The narrative structure of these final chapters utilizes humor to dismantle the clinical sterility of psychiatric diagnosis, highlighting Fisher’s use of Humor as a Tool for Healing and Self-Reclamation. Fisher contrasts her medical diagnosis—bipolar disorder—with her own colloquial terminology, personifying her erratic emotional states as “Rollicking Roy” and “Sediment Pam” (121), treating her mental illness with a playful self-awareness rather than shame. She also pokes fun at her own advocacy work, pitching a hypothetical “Bipolar Pride Day” parade, featuring floats for the depressed and a marching band for the manic. By translating pathological terminology into humorous concepts, she strips the diagnoses of their inherent stigma and reclaims authorial control over her history.
Fisher frequently juxtaposes deeply personal crises with surreal celebrity encounters to highlight the absurdity of navigating a severe psychiatric condition within the Hollywood ecosystem. In response to Fisher’s escalating substance abuse, Reynolds enlists Hollywood icons Ava Gardner and Fisher’s personal hero, Cary Grant, to intervene. Later, during a severe manic episode involving a six-day period of drug-induced insomnia, Fisher fixates on CNN coverage of Gianni Versace’s murder, suffering a delusion in which she is simultaneously the killer, the victim, and the police. This fragmentation of identity mirrors the shifts of her bipolar disorder, as the boundaries between her own mind and the television screen completely dissolve, underscoring the tension of The Specter of Fame Versus the Authentic Self. The intrusion of global news and classic Hollywood iconography into her private psychological collapse demonstrates how her external reality is often as disjointed and hyperbolic as her internal emotional state.
In this final section, Fisher grapples with generational inheritance, exploring the transmission of trauma and resilience passed down through the women in her family. Fisher notes the ways her mother’s responses to Fisher’s choices reflected the celebrity world she inhabited, exploring the ways her parents’ fame and her own complicated the already disorienting process of psychiatric recovery.

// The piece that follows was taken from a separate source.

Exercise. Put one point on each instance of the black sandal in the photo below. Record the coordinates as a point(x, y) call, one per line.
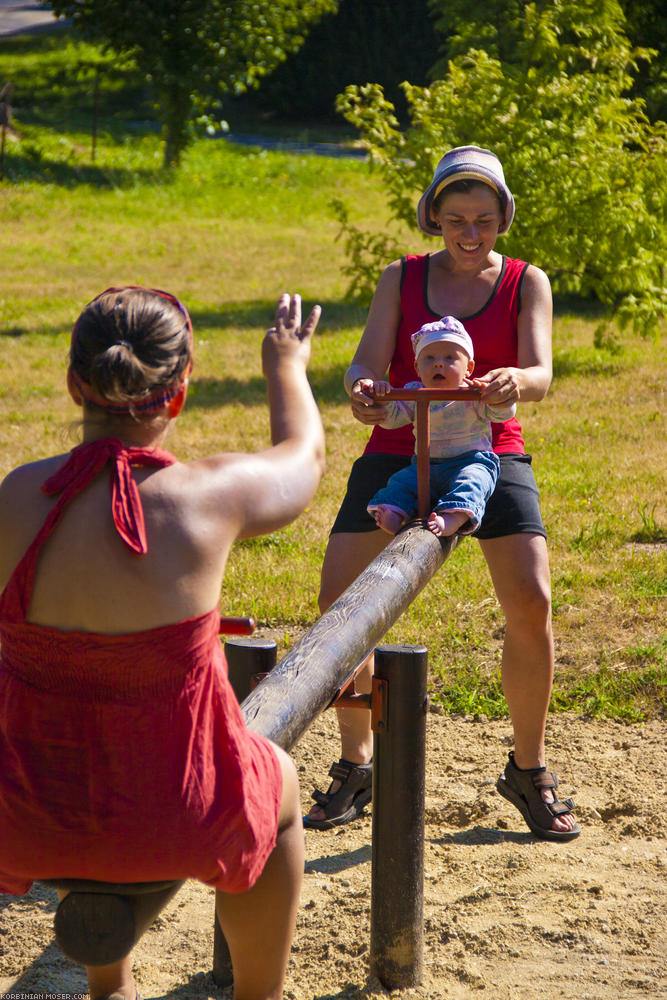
point(524, 790)
point(349, 801)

While acknowledging her mother’s love and care, Fisher determines to break new ground with her own daughter—insisting on cooking meals for Billie despite Reynolds’s insistence that it violated a “family code or credo” to cook one’s own meals. Fisher encourages her daughter to view their family’s scandal-ridden history as comedic material. Rather than shielding Billie from these realities, Fisher’s transparency and humor equips her daughter with the very tools that have served Fisher herself.
In the final chapter, Fisher addresses the unreliability of memory and the enduring, inescapable grip of her cultural legacy. At 52, she embraces her role as a survivor who guides others through similar struggles despite her fractured memories. She concludes the memoir by reciting Princess Leia’s hologram monologue verbatim, pointing out the irony that this specific text is the only piece of her past she can never forget. The persistence of the Star Wars monologue serves as a metaphor for how her fictional alter-ego remains impervious to the things that have eroded her actual memories. She jokes that the immovability of this speech is the fundamental reason she “did dope” (156), positioning her substance abuse as a futile attempt to cope with the specter of her fame. Ending the text by reciting Leia’s speech emphasizes the central conflict of her narrative arc: the relentless entanglement of her personal trauma with her public identity. She ultimately accepts this reality, synthesizing her fictional persona with her factual, flawed, and resilient self.